Under the terms of the controversial contract, which has faced stiff trade union opposition, Sema will take over the management of 220 Civil Service doctors, 1,200 administrative staff and the 3,000 part-time doctors who help assess whether claimants qualify for disability or incapacity benefit.

The DSS said Sema would bring enhanced management and increased investment in technology to the Benefits Agency Medical Service (BAMS), thereby speeding up the service.

John Tilley, managing director of Sema, said: ``The Sema Group, working with the DSS, will modernise the existing provision with the aim of giving claimants service improvements and taxpayers better value for money.''

The move is unusual for Sema, which normally specialises in information technology outsourcing and systems integration projects. Although the BAMS project involves some information technology, it is more of a pure outsourcing project, requiring superior organisational and management skills. Sema is understood to have beaten off bids from rival outsourcing groups such as Capita and Andersen Consulting to win the contract.

The DSS insisted that the decision to award the contract was not part of the wider review of the welfare state which is currently taken place, and added that it did not have a dogmatic view about outsourcing services to private contractors.

However, the award of the contract suggests that the pace of outsourcing is unlikely to slow under the Labour government, even though several contracts, like BAMS, were first dreamed up under the previous administration.

The Labour government has already awarded a pounds 450m contract to handle the pay, pensions and administration for the armed forces to EDS, the US outsourcing giant.

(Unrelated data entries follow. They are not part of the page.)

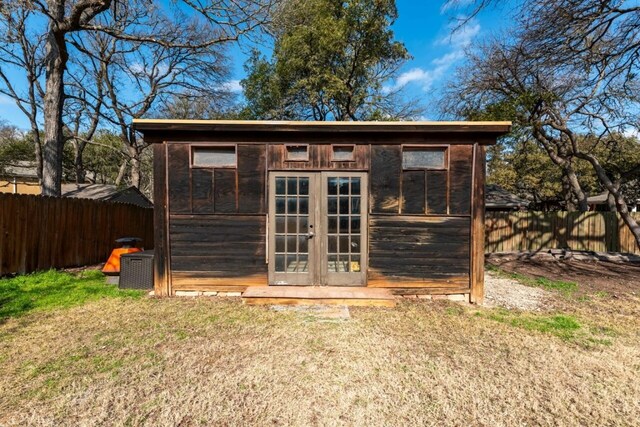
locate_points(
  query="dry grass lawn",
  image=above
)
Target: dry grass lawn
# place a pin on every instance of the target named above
(166, 362)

It is also currently conducting trials for a huge contract to improve efficiency in the Benefits Agency and help reduce fraud. Groups on the shortlist include a partnership between IBM and EDS, as well as a consortium including Sema and the management consultancy group Deloitte & Touche. The contract is expected to be awarded in the next six months.

However, many large government outsourcing deals have run into problems. The Inland Revenue computer system, designed by EDS as part of a pounds 1.6bn contract, crashed under the burden of self-assessment claims. And a two year delay to a pounds 1.5bn contract designed to pay benefits with electronic "smart cards" and computerise Post Offices around the country, managed by the computer group ICL, has prompted the government to consider bringing in rival suppliers.

Given the size and complexity of the contracts, industry experts are not surprised that they frequently run into problems. "If I had a huge computer contract to award I would divide it between three or four companies," said Richard Holway, an industry analyst. "But the Government seems to think that these large contracts still make sense."